HOME単焦点レンズSIGMA 35mm F1.2 DG DN|Art [ソニーE用]
SIGMA 35mm F1.2 DG DN|Art [ソニーE用]

SIGMA 35mm F1.2 DG DN|Art [ソニーE用]

SIGMAが初めて開放F1.2の大口径Artレンズを発売しました。SIGMA Artレンズといえば大口径の明るいレンズが多いのでF1.2がなかったということはちょっと驚きです。SIGMA 35mm F1.2 DG DN|Art。Art初のF1.2となった35mm単焦点レンズの魅力をみていきましょう。

単焦点レンズ / SIGMA / 広角
新品:
128,000円〜(42)
中古:
118,800円〜(13)

2012年を思い出させる妥協なきArtレンズ

SONY α7R IV / SIGMA 35mm F1.2 DG DN|Art
出典:instagram(@naoyuki_1031)
SONY α7R III / SIGMA 35mm F1.2 DG DN|Art
出典:instagram(@naoyuki_1031)
SONY α7R IV / SIGMA 35mm F1.2 DG DN|Art
出典:instagram(@naoyuki_1031)
SONY α7R IV / SIGMA 35mm F1.2 DG DN|Art
出典:instagram(@naoyuki_1031)

SIGMA Artレンズ初の開放F1.2 35mm F1.2 DG DN|Artは全長138.2mm、重量は1080gという非常に大きなレンズです。

SIGMA Artといえば、大口径単焦点はもはや代名詞ともなっていますが、35mmの単焦点としては異例とも言える大きさのレンズです。望遠域や超広角であれば1kg超えというレンズは決して珍しくありませんが、標準域となると話は別です。

通常、標準域のレンズは使用頻度も高くなるので、ある程度使いやすいサイズ感が求められます。特に、近年発売されるレンズはミラーレスボディの大きさに合わせてある程度コンパクトなサイズ感となっているものが多くなっています。

しかし、SIGMA 35mm F1.2 DG DN|Artは全くそうったところを考慮せずに設計されています。サイズ感を犠牲にしたことで得られたのが圧倒的な解像力です。
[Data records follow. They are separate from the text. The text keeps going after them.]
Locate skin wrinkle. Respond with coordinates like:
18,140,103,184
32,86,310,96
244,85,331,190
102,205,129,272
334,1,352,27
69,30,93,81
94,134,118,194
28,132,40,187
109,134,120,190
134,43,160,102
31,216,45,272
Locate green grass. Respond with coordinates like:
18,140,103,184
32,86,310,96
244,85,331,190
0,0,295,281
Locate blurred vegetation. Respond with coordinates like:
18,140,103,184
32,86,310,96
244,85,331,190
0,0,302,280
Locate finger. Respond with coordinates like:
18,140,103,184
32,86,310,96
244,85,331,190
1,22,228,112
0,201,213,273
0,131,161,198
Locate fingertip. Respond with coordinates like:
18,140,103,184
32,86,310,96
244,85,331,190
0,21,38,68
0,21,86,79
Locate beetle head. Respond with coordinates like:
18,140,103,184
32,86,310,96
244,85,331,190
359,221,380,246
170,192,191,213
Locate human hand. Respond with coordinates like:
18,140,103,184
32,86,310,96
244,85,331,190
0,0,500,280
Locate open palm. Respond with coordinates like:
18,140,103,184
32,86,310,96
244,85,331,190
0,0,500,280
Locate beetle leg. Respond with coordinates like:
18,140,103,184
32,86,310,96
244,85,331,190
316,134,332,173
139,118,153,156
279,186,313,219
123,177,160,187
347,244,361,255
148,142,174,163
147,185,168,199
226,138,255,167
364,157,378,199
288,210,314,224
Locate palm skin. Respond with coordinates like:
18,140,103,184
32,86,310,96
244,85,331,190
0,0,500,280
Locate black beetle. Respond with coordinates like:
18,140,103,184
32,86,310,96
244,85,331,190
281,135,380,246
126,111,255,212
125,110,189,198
この文言はArtレンズでは定番となってきてはいますが、最初に発売された一眼レフ用のArtレンズ 35mm F1.4 DG HSMが665gであったことを考えると、ミラーレスで1kg超えというのがいかにサイズを犠牲にして光学性能を追求したレンズであるかということがわかります。

35mm F1.2 DG DN|Artはやや広角よりの焦点距離でありながら、中心部の解像力はもちろん、周辺部も開放からしっかりと解像します。軸上色収差、倍率収差、コマ収差は明るい大口径レンズでありながら実用では目立たないレベルに補正されていて、その高い光学性能を支えています。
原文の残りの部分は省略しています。